Among the jurors of 1495 were John Dolphin and Thomas Lowe. The site of the Lowe residence is now known, but it may have been Sparkhill Farm. The Dolphin home was Swanshurst Farm. There had been a family taking its name from that place in the C 13th. In 1392 John Swanshurst was schoolmaster and chantry priest at St. Edburgha's. The Dolphins succeeded them, and it may have been the 1495 John who built the main hall at Swanshurst which survived until 1917 - though it cannot be claimed that this stood on the same site as the original farmhouse.

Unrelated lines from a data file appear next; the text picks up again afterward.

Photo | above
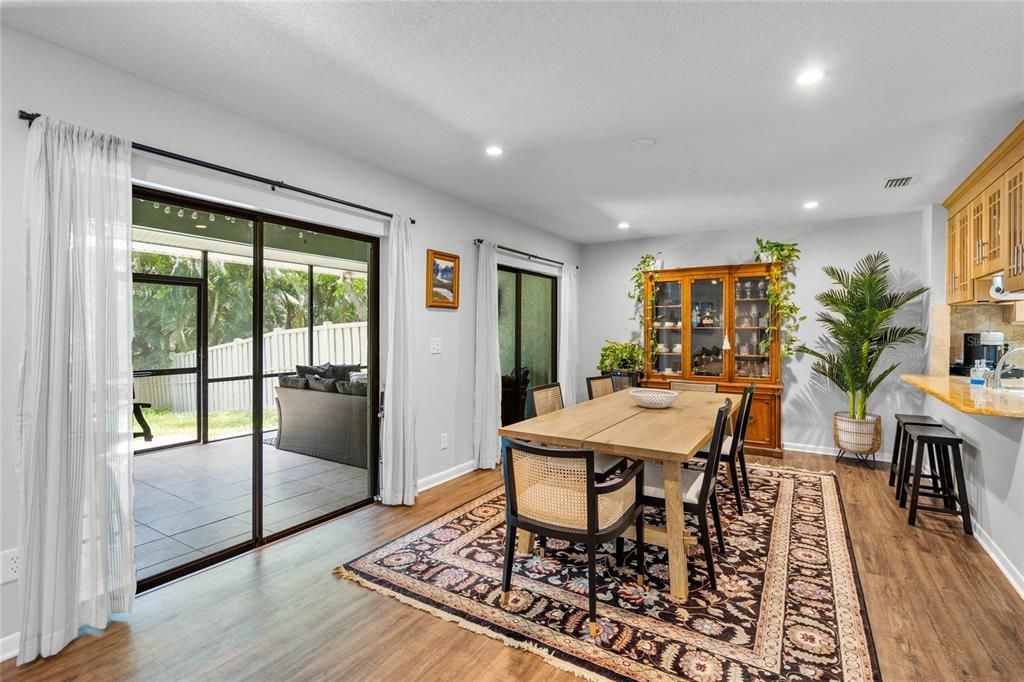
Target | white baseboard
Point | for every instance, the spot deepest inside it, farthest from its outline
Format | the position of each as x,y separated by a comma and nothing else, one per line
828,451
1010,570
8,645
442,476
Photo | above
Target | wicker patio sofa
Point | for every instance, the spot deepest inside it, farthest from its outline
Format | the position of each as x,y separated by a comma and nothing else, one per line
326,425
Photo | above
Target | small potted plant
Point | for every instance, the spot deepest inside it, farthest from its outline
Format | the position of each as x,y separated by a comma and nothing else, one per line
622,358
858,315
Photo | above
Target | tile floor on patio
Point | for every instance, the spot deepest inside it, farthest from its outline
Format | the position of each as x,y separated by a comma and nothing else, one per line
197,500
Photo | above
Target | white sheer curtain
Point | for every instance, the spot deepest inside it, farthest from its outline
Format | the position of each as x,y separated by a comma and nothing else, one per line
398,425
568,334
487,374
75,398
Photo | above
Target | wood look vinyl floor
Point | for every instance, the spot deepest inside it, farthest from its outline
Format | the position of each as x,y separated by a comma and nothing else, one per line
939,607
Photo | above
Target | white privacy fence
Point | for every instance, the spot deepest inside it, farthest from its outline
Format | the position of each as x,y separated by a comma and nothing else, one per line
341,343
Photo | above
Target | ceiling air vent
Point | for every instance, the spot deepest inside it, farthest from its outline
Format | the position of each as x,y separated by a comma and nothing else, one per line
897,182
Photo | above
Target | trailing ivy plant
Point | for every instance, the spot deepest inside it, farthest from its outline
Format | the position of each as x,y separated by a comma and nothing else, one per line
624,355
640,273
783,256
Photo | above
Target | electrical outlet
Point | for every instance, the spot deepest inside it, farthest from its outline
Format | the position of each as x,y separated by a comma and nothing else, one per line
11,565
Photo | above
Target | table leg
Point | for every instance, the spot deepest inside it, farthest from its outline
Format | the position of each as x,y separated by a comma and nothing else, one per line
678,537
525,545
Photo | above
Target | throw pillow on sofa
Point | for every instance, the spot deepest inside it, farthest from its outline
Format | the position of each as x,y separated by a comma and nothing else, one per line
351,387
322,384
341,372
292,381
314,371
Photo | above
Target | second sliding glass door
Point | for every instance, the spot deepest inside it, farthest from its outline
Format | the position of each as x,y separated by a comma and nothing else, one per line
527,336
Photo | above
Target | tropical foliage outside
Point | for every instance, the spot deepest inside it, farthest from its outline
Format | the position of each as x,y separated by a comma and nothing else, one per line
166,316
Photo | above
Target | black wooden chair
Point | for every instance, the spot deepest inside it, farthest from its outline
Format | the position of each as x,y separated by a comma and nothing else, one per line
699,492
136,411
555,493
599,386
732,449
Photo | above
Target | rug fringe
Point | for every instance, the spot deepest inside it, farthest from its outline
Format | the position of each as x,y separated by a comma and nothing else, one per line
550,658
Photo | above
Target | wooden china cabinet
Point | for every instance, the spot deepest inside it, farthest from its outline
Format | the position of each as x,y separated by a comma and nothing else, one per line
689,314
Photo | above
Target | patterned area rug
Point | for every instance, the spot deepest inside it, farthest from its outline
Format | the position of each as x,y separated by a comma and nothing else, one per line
788,603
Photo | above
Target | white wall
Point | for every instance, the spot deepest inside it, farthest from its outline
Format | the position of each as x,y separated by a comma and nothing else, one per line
40,77
807,406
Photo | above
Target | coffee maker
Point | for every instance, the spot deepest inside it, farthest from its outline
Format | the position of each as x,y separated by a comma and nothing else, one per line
985,346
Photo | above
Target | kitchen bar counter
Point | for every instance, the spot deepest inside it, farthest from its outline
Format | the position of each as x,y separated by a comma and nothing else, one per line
957,392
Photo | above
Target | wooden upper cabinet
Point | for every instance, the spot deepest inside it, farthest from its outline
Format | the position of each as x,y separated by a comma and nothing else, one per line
977,245
1013,219
964,254
985,228
994,239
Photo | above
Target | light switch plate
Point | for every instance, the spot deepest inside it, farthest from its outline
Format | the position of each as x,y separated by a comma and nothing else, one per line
10,564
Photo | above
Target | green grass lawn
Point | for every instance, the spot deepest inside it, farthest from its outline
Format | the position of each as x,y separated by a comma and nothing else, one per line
165,422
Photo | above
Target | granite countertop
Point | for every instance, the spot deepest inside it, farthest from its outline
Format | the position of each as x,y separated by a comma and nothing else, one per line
957,392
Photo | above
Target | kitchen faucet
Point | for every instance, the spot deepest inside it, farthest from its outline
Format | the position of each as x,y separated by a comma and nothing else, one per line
993,379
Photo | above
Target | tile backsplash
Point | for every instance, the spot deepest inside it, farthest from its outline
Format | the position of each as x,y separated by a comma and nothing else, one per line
966,318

To the C 15th hall, which was open to the roof, a first floor with dormer windows was added, and in 1600 a close-studded wing was built alongside. About that time Ashfield Hall and Little Sarehole were built or rebuilt, both in chequerboard timbering. Grove Farm was erected perhaps as early as the C 14th, being then called Fulford (foul ford ?) Hall. A parlour wing was added in about 1600, and a service wing a half-century later. Coldbath Cottage on the Greethurst estate was probably a Stuart hunting lodge; it has, or had before its drastic modernisation, a carved Jacobean fireplace. Oldhouse Farm and Longfield Hall were of the same period. Evidence about the other known buildings is lacking, but that they were all half-timbered with thatch or Yardley-tile roofs and moated may be guessed.